I went into the doctor’s office for my almost 37 week prenatal visit. They discovered protein in my urine, and my blood pressure was slightly elevated. The doctor decided to do a 24 hour urine catch to see if this was something we needed to be concerned about.
That evening, I started feeling awful. I hadn’t gone to the bathroom much at all, and that was rare for me as a great big pregnant woman. And the swelling – oh my gosh! It was awful! I called Labor & Delivery, and they said to come in and just get checked out.
We got to the hospital, and the nurse seemed frustrated. She told me that she had tried calling me a few minutes before and tell me not to come in. I just needed to drink more fluids and rest. She decided that since I was there, she’d take my blood pressure and my vitals, and then we’d be on our merry way.
She took my blood pressure: 169/116. She swore that something was wrong with the machine. She took it again. 170/116. Half an hour later, she took it again, and it was 202/124. Practically stroke level.
They decided that it was time to call the doctor and find out what to do with me. I was 2 days away from being 37 weeks, and in GA, a baby born before 37 weeks is considered premature. The doctors try to do everything in their power to keep the delivery from happening before 37 weeks. The doctor told me that I wasn’t going anywhere, and that I would be induced on Friday (it was Wednesday when I went in).

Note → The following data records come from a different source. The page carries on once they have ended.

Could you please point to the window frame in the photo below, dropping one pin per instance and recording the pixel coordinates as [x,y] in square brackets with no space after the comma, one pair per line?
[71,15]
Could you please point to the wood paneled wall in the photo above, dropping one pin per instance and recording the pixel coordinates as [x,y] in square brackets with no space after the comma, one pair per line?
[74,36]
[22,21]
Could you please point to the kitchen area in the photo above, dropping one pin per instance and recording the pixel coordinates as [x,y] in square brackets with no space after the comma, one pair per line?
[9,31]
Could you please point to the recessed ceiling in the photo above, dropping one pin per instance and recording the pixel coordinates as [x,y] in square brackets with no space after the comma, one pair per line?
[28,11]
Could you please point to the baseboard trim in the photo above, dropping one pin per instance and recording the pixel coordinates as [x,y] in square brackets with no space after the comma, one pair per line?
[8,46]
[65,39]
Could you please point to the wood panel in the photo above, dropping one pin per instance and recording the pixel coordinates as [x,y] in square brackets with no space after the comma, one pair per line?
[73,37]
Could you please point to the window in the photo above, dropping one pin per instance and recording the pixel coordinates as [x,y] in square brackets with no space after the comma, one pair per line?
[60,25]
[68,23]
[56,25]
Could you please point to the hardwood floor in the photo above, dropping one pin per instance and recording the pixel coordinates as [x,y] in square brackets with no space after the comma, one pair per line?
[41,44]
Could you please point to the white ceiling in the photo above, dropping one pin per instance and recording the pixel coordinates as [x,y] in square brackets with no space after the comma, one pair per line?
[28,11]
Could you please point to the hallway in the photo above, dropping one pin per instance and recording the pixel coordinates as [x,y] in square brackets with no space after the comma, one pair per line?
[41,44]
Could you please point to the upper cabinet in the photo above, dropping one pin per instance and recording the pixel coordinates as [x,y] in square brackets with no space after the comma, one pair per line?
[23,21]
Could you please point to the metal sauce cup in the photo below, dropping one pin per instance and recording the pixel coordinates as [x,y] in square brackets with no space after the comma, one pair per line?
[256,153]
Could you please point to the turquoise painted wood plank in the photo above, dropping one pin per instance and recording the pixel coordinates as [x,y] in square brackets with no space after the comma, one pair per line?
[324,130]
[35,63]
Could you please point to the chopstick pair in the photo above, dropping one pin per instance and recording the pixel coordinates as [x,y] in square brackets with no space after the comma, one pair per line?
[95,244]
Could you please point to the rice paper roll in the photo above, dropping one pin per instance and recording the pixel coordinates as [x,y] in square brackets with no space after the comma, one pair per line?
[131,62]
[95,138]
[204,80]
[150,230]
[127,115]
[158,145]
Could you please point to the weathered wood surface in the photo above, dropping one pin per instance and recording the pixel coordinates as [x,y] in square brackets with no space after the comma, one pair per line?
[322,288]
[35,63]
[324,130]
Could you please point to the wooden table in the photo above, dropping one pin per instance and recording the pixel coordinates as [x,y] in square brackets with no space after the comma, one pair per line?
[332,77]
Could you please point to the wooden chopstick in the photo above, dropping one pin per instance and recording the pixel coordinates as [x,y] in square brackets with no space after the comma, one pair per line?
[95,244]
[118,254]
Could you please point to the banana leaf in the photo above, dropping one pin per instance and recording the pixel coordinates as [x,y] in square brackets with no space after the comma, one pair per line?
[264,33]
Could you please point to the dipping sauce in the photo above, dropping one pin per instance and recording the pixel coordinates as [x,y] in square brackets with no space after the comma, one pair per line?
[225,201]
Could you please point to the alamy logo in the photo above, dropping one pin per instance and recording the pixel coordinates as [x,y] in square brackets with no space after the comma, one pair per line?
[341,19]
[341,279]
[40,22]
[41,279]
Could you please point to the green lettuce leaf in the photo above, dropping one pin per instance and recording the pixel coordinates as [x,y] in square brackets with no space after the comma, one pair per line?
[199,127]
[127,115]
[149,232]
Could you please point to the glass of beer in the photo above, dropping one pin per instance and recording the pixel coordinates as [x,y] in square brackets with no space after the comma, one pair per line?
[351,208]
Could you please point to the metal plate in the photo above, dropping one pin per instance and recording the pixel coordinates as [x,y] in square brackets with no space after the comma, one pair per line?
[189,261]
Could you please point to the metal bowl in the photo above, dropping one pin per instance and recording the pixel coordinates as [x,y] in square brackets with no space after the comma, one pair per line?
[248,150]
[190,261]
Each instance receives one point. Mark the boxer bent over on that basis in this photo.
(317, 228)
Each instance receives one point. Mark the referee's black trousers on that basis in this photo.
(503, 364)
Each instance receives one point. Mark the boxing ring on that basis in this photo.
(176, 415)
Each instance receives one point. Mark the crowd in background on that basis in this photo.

I was furious – and scared to death. My blood pressure was through the roof. I was so swollen I could hardly move. This wasn’t just a pregnant woman feeling uncomfortable. There was something seriously wrong.
That night, I cried more than I have ever cried. I was terrified that something was going to happen and things were going to go horribly wrong. Little did I know that I was right, but things wouldn’t really go south until after the baby was born.
I had developed pre-eclampsia. The signs had been there for awhile, but my doctor shrugged it off as a fifth pregnancy and I was just uncomfortable. She never even considered pre-eclampsia, because that is generally a first-time mom condition. A mom in her 5th pregnancy isn’t supposed to develop it. It just doesn’t happen.
According to my doctor, anyway. But it DID happen, and I almost died from it. On Saturday, Parker’s birthday, I’ll share my birthstory with you.
I share this story to tell the moms out there this: YOU know your body. If your doctor will not listen to you, find a doctor that will. There is a difference between being a “complainer” and being scared. I was honestly afraid for my life, and my doctor shrugged it off. Don’t ever be afraid to get a second opinion.
I can hardly believe it’s been a year since Parker’s birth story started to unfold. Time just flies by too quickly, and now my sweet little baby is a blossoming toddler.